ADR-0012: /data/<service>/ host layout convention¶
- Status: Accepted
- Date: 2026-04-09
- Deciders: Ken Rollins
- Related: ADR-0014
Context¶
The Dell PowerEdge XR7620 is being used as a multi-tenant demo host: multiple distinct demo projects (GemmaForge being the first of several) will run on the same hardware over the host's lifetime. Each project has its own source repository, but the projects share infrastructure: container runtime, model weights, VM hypervisor, observability backend.
Without an explicit convention, every demo project is tempted to bundle its own copy of every backing service inside its own repo, leading to:
- Wasted GPU memory and disk space from duplicate model caches and duplicate inference servers.
- Configuration drift between "the demo" and "what a Federal customer will actually run on their host."
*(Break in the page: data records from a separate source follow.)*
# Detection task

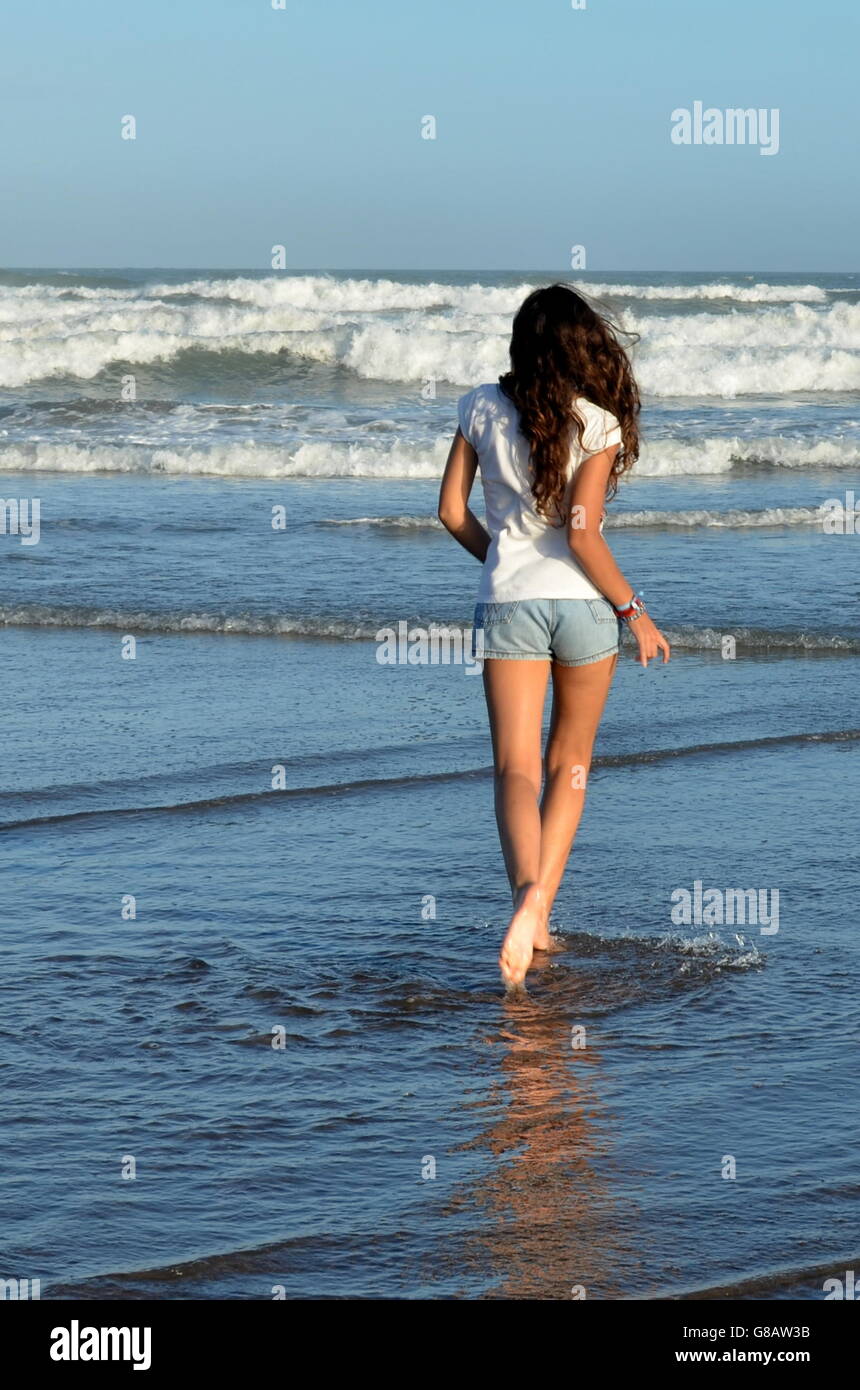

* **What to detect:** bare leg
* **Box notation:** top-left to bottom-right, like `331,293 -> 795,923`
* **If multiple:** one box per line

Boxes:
483,657 -> 550,984
535,656 -> 617,949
- Risk of breaking unrelated workloads when a project's
docker compose downaccidentally tears down a service another project depends on. - Demo repos that contain host-specific absolute paths, making them un-shareable as reference builds.
The host already follows an informal /data/<service>/ convention for
some things — /data/code/ for source repos, /data/docker/ for the
Docker daemon root — but this convention has not been formalized or
extended to new shared services as they come online.
Decision¶
The Dell XR7620 host follows an explicit /data/<service>/ layout
convention. Each top-level subdirectory under /data/ is owned by
exactly one of two categories:
-
Source / project trees (
/data/code/,/data/code/<project>/) — version-controlled repositories. Owned by the user, modified freely, contain only files small enough and portable enough to live in git. -
Shared host services (
/data/<service>/) — runtime state and configuration for services that multiple projects consume. Each service directory is owned by the host, not by any one project. Demo projects access these services as clients via well-defined endpoints (URLs, sockets, model repository paths).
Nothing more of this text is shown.